94. Matt Damon, Ford v Ferrari
I love Damon in this movie. It’s funny because he is the lead, but somehow it doesn’t feel like his movie. It’s him and Bale, but the movie is clearly his in a lot of ways. And he’s really great here. He’s one of those actors who you maybe take for granted because he’s so consistently good that you don’t notice the great work he’s doing. And the great thing about this performance is that he shows you the great driver, the guy who is committed to his craft and the guy who can talk his way around anything… but then there’s the quiet moments that you don’t necessarily pay attention to. Bale wakes up in the middle of the night before the big race and goes to the track to calm his nerves. Damon’s already there. He’s probably been there for hours. That’s the kind of stuff that really fills in the gaps to this character and makes it one of the great performances of Damon’s career.
93. John Cusack, Love and Mercy
I love this movie and I wish more people know how amazing it was. It’s a biopic of Brian Wilson, told during two periods of his life: the Pet Sounds era of the late 60s, and the 80s, post mental-breakdown, when he was under the control of his psychiatrist who ran his life. Cusack plays older Wilson in those scenes, and he’s just wonderful. It’s the best I’ve seen him in years. And admittedly, most of us haven’t really seen him in years. But he reminds us here of what a great actor he is. The brilliance of the performances in this movie is that the two actors playing Wilson (Cusack and Paul Dano) look nothing alike. And you know what? Doesn’t matter. They’re both so good that you don’t even care. Because the feel is there. Everything about this movie is underrated, and that starts with the performances.

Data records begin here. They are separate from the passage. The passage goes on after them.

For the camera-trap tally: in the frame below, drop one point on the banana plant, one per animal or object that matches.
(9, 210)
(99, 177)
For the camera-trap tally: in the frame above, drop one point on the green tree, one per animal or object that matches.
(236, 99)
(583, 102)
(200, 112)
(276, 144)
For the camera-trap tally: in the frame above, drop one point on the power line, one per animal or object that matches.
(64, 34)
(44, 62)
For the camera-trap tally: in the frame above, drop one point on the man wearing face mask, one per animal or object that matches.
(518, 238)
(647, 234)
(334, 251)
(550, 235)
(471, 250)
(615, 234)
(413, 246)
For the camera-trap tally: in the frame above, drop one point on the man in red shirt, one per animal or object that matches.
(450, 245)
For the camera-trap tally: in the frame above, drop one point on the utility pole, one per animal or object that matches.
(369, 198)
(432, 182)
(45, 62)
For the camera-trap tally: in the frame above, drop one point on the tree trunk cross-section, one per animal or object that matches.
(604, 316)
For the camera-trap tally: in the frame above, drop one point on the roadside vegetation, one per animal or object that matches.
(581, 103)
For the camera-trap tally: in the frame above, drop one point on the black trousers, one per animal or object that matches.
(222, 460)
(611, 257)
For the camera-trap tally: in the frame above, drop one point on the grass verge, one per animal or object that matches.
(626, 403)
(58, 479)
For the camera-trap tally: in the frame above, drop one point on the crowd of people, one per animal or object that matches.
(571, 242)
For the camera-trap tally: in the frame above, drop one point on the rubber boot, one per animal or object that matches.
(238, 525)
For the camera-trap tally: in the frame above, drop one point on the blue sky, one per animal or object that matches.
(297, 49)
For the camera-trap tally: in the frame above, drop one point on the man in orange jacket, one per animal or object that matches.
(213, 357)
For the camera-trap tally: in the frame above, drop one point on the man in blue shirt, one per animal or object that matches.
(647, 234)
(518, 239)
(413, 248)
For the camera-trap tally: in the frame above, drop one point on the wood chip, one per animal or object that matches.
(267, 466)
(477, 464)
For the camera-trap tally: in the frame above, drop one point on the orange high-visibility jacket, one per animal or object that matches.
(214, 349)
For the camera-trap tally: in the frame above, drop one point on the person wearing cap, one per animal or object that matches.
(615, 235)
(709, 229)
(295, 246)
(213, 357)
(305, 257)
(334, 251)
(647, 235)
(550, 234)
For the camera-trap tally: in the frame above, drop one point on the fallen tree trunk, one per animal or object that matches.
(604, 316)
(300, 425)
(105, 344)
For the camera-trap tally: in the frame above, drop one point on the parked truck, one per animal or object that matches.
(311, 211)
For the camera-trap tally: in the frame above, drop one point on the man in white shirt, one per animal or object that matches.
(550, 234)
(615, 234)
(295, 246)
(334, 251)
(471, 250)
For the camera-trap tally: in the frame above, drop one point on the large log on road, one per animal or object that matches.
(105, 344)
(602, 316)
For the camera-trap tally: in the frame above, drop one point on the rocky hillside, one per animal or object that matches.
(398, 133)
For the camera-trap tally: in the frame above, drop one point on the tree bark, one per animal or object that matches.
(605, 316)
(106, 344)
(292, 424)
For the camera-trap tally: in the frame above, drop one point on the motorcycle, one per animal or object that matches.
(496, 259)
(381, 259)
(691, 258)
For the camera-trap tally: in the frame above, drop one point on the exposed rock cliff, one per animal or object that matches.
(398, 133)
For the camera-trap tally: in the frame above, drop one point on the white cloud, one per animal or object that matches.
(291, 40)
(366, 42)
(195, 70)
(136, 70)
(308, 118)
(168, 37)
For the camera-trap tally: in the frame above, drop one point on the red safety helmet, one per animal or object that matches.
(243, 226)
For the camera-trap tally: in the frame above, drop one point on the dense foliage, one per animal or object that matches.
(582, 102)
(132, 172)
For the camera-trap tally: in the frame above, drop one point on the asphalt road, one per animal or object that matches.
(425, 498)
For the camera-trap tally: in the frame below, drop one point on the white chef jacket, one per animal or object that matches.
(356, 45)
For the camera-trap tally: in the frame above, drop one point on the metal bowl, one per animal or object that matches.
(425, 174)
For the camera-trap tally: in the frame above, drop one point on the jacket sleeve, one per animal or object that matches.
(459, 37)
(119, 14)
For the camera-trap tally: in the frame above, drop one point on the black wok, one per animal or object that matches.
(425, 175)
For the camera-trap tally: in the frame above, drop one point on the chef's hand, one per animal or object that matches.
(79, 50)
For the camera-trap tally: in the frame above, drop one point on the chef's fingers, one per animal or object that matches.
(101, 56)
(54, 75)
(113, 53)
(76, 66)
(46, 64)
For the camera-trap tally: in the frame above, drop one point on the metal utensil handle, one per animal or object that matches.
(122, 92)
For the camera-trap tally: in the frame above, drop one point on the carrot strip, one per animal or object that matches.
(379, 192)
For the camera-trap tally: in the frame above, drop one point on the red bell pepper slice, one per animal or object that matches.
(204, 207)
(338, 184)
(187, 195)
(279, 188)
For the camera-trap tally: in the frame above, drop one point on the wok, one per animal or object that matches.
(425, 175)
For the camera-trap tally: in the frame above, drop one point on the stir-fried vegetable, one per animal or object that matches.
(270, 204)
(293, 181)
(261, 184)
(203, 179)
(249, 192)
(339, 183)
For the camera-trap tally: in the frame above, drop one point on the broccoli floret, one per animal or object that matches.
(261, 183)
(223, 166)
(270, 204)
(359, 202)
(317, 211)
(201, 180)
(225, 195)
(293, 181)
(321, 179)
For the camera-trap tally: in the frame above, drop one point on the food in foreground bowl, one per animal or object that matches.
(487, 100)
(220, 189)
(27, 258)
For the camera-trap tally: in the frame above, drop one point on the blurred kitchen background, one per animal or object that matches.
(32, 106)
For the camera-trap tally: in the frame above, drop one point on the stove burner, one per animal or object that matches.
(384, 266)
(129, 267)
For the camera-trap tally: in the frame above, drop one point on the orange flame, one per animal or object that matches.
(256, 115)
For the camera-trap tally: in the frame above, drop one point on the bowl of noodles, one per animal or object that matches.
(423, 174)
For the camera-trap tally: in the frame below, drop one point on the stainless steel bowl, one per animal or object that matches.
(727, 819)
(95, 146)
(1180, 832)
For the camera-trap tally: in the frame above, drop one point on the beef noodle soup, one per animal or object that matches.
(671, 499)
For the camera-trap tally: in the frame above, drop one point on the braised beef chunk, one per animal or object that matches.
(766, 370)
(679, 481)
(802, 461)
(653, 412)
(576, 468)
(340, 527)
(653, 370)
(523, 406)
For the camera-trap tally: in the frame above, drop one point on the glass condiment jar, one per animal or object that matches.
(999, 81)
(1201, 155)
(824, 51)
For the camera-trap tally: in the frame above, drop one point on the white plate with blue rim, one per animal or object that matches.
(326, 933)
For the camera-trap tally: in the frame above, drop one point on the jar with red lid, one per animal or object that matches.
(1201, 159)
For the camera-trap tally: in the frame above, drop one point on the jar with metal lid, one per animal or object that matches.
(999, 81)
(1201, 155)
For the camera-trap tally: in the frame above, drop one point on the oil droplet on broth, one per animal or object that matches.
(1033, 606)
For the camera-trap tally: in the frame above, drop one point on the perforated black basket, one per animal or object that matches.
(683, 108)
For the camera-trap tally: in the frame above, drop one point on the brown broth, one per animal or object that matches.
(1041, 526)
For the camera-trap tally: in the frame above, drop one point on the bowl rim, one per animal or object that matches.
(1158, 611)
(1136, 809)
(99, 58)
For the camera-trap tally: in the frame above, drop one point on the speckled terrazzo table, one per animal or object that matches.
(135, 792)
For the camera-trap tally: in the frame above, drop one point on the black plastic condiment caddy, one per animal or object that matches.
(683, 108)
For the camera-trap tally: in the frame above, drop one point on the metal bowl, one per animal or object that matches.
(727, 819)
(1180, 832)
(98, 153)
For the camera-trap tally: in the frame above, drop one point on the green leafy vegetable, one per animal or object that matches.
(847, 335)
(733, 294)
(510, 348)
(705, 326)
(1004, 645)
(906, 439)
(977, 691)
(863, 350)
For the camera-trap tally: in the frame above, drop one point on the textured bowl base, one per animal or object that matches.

92. Ryan Gosling, The Nice Guys
Sure, it’s Ryan Gosling doing the Ryan Gosling thing… but here he’s doing it with Shane Black dialogue! Sometimes it’s not about having to show something new or go hardcore method into something… sometimes just being awesome is enough. And this performance is awesome.
91. Daniel Craig, Skyfall
The Craig Bond movies have always been marked by a seriousness to the acting that you hadn’t seen in the franchise before. The Connery movies were always about style, the Moore movies were always kinda funny, the Brosnan movies were always kind of sly and cocky, and no one really remembers the Lazenby or Dalton eras. Craig was always the Bond that infused a level of emotion to the performance. From his first film, he falls in love and then watches her die. And then his second film, he’s out for revenge. So now, this third film, you’ve got something you haven’t really had in the franchise before — continuity.
Quantum of Solace began moments after Casino Royale ended and was essentially a wrapping up of that story. Here, they do something you haven’t seen in Bond before (even when Roger Moore was pushing 60!) — aging. Bond is older. He’s lost a step. His body is breaking down. There’s real doubt he’s gonna be able to get through this mission. He’s vulnerable. And Craig leans into that. He’s physically and emotionally scarred. He’s still Bond. He’s still picking up women and still making quips and still kicking ass. But there’s a fragility there you never saw with other Bond actors. Plus… the film gets into his backstory. The finale takes place at his childhood home. He loses his mother figure. Craig is really incredible in this movie. He’s great in all of them, but this one in particular is where the performance is really elevated from the level we’d expect to get out of one of these movies.